A- Mutlak ticari davalar, tarafların tacir olup olmadığına ve işin bir ticari işletmeyi ilgilendirip ilgilendirmediğine bakılmaksızın ticari sayılan davalardır. Mutlak ticari davalar, 6102 sayılı TTK’nın 4/1. maddesinde bentler halinde sayılmıştır. Bunların yanında Kooperatifler Kanunu (m.99), İcra İflas Kanunu (m.154), Finansal Kiralama Kanunu (m.31), Ticari İşletme Rehni Kanunu (m.22) gibi bazı özel kanunlarda belirlenmiş ticari davalar da bulunmaktadır. Bu gruptaki davaların ticari dava sayılabilmesi için taraflarının tacir olması veya ticari işletmeleriyle ilgili olması gibi şartları aranmaz. Uyuşmazlık konusunun 6102 s. TTK’nın 4/1. bendinde sınırlı olarak sayılan davalar arasında yer alması veya özel kanunlarda ticari dava olarak nitelendirilmesi yeterlidir. Bu davalar kanun gereği ticari dava sayılan davalardır.
B- Nispi ticari davalar, her iki tarafın ticari işletmesiyle ilgili olması halinde ticari nitelikte sayılan davalardır. 6102 sayılı TTK 4/1. maddesinde yapılan düzenlemeye göre, her iki tarafın ticari işletmesiyle ilgili hususlardan doğan ve iki tarafı da tacir olan hukuk davaları ticari dava sayılır.

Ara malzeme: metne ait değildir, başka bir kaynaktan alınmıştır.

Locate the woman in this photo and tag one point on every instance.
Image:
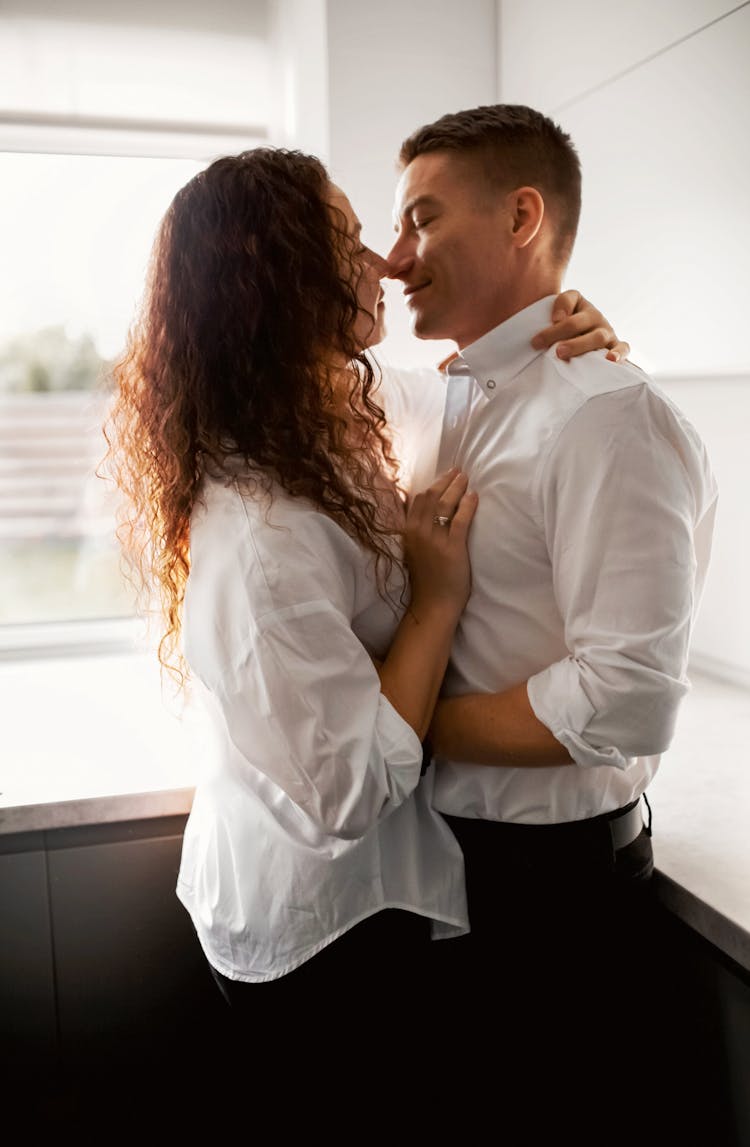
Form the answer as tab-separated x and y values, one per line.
264	501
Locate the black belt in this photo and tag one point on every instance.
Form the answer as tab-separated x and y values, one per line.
624	825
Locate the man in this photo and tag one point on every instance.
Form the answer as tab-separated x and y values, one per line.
588	552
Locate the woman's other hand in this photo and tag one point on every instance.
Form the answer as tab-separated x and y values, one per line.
583	328
435	543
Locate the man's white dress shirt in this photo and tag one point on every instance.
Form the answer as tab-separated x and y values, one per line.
588	552
311	814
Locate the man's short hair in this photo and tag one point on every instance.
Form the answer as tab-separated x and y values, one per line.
514	146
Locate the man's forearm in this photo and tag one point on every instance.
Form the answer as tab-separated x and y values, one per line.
494	728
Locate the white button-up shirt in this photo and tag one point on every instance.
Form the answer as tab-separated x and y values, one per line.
311	814
588	552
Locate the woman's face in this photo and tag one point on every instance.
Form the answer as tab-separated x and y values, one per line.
369	328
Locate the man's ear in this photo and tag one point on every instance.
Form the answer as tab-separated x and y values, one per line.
528	211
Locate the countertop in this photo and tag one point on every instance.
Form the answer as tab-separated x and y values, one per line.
91	740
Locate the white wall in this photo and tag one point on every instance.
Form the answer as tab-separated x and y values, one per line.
656	98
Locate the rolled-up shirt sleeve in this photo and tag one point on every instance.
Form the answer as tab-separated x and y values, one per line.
627	501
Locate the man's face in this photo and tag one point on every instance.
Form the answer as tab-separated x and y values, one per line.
453	252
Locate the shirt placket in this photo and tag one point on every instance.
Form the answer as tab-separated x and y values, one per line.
458	406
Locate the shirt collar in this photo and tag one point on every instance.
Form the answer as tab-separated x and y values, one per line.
505	351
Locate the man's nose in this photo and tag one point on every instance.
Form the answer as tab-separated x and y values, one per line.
399	259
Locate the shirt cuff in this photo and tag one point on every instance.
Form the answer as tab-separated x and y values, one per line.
400	749
559	701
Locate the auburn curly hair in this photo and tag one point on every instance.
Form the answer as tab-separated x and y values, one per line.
236	353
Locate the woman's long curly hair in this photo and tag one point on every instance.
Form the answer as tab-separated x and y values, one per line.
236	354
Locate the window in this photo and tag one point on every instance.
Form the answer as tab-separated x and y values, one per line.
76	235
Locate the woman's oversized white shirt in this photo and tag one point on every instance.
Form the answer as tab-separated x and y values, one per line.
311	814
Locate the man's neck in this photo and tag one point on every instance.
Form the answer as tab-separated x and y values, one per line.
523	296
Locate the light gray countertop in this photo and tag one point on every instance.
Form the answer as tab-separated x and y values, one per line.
92	740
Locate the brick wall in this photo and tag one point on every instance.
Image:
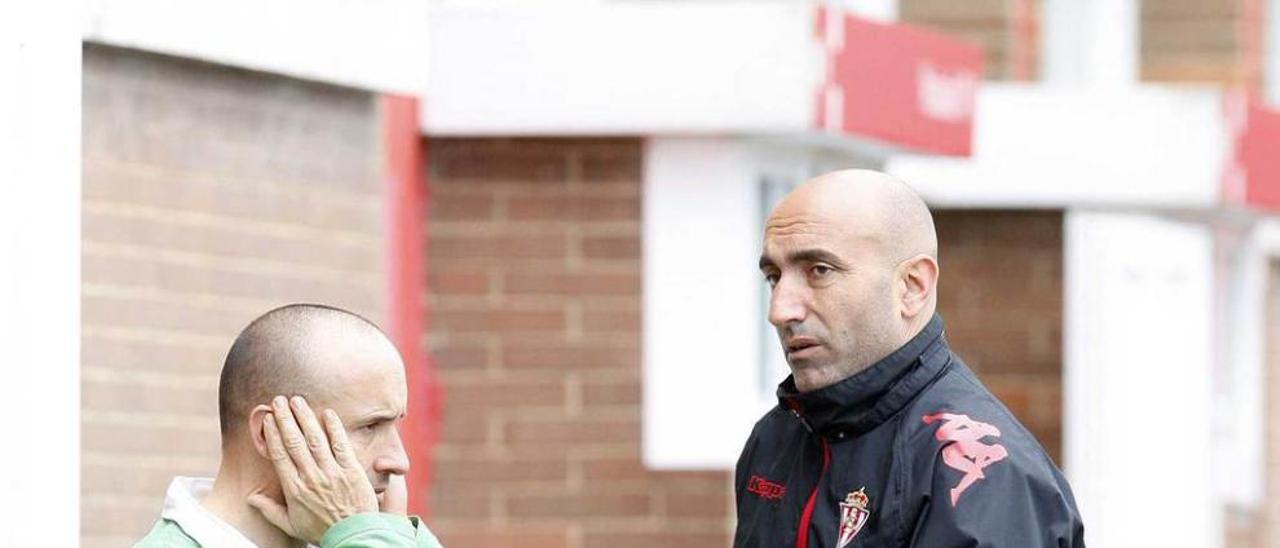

Kanunda yapılan bu düzenleme uyarınca bir davanın ticari dava sayılabilmesi için, hem iki tarafın ticari işletmesini ilgilendirmesi, hem de iki tarafın tacir olması gereklidir. Bu şartlar birlikte bulunmadıkça, uyuşmazlık konusunun ticari iş niteliğinde olması veya ticari iş karinesi sebebiyle diğer taraf için de ticari iş sayılması davanın ticari dava olması için yeterli değildir.
6102 sayılı TTK 19/2. maddesi uyarınca, taraflardan biri için ticari iş sayılan bir işin diğeri için de ticari iş sayılması, davanın niteliğini ticari hale getirmez. Zira; Türk Ticaret Kanunu, kanun gereği ticari dava sayılan davalar haricinde, ticari davayı ticari iş esasına göre değil, ticari işletme esasına göre belirlemiştir. Bu nedenle taraflar arasındaki uyuşmazlık konusundaki işin ticari iş niteliğinde olması bunun aynı zamanda ticari dava sayılmasını gerektirmez.
C-Taraflardan sadece birinin ticari işletmesi ile ilgili olması durumunda ticari dava kabul edilen davalar kanunda açıkça düzenlenmiştir. Üçüncü grup ticari davalar, yalnızca bir tarafın ticari işletmesini ilgilendiren havale, vedia ve fikri haklara ilişkin davalardır. Yukarıda açıklandığı üzere bir davanın ticari dava sayılması için kural olarak ya mutlak ticari davalar arasında yer alması ya da her iki tarafın ticari işletmesiyle ilgili bulunması gerekirken havale, vedia ve fikri haklara ilişkin davaların ticari nitelikte sayılması için yalnızca bir yanın ticari işletmesiyle ilgili olması TTK’da yeterli görülmüştür.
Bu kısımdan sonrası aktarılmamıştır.